Friday, May 20, 2016

#Jisc E-Assessment Survey

This report is worth a look at , if only to reflect on the depressingly slow pace of e-assessment across the public education system in the UK .  I think when I was involved in setting up the UK E-Assessment Association in the early noughties we hoped things would move much faster.

What are the challenges

I know I am lumping schools , colleges , universities and some work-based learning all together here and that some systems particularly in workplace are going a lot faster !

1. It is hard to get system and teachers to move away from pencil and paper even for high stakes summative assessment and even where there is a strong evidence base that on-line makes the assessments both more accessible and more cost effective.  Education leaders are afraid of making decision and changing procedures too. There still appears to be a big digital literacy deficit among teachers and educational leaders.

2. Centres are still not geared up for e-assessment . Even though much of this can now be done across wifi and even on candidates own devices .  You don't always need to invest in a bespoke on-line test centre.

3. The awarding bodies - either have their own bespoke systems or are too tied in to systems and processes that require paper.  Much of the e-enablement has focused on embedding the current system. Scanning of candidates scripts for electronic marking rather than any attempt to move the whole assessment and verification systems on-line. Any candidate evidence should be on-line and remotely accessible by now . That includes evidence at centre level internal validation should be through images of candidates work.

4. An unwillingness to open up the question banks that do exist . There should be rafts of on-line apps and systems that allow learners lots of ways to develop their skills through formative assessments on-line,  based on items from the awarding bodies past papers. I am still looking for a free platform that can do maths , numeracy , digital literacy , communications - call it what you will core skills , functional skills , essential skills-  diagnostic testing .  Staff should not have to create lots of assessment instruments and items they should be available for  re-purposing.

5. A lack of flexibility and a belief that exam halls are always the answer.  In terms of assessment in the round there is a push back to high stakes testing and away from e-portfolios and continuous assessment - which is in my opinion pedagogically unsound . This a feature principally in English system.

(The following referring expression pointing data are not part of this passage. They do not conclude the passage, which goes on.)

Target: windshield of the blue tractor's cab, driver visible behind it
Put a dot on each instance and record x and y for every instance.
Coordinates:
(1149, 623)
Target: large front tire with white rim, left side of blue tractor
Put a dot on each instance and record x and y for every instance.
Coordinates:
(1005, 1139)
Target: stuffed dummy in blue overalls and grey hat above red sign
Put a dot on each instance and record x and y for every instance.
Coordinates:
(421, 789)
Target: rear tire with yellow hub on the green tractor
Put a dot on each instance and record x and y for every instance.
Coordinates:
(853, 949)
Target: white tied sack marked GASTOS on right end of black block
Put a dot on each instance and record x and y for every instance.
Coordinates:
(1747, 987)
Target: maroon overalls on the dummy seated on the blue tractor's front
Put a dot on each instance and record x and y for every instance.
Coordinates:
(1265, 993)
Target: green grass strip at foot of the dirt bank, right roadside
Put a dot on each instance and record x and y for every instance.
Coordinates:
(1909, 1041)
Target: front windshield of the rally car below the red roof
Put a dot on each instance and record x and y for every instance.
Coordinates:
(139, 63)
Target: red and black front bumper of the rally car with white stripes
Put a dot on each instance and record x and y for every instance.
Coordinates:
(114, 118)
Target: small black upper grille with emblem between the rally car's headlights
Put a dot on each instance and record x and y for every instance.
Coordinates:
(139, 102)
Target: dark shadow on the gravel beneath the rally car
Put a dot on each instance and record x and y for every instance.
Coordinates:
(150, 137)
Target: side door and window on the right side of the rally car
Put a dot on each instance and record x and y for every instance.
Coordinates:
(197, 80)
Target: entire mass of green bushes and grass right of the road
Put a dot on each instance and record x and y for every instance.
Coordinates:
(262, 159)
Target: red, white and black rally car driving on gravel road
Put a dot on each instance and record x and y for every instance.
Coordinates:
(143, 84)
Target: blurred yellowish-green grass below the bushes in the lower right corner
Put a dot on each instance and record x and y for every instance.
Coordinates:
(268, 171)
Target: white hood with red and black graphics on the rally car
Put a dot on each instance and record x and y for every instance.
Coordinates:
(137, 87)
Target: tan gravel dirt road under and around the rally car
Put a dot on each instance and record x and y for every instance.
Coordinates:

Over the last 14 years the system has had lots of advice but still learners are more likely to encounter an on-line assessment in situations out with formal education than through an educational establishment. Even at level of institutions preparing learners for the real world , this is wrong.

If folks looked at some of the platforms that are already available and open  for example they would see that there are already very reliable ways to automatically mark even short answer questions. I've raised this example before . I think in Scotland we need someone to make an instance of this available on an open basis to support adoption of on-line learning and assessment across life long learning and out in to our communities.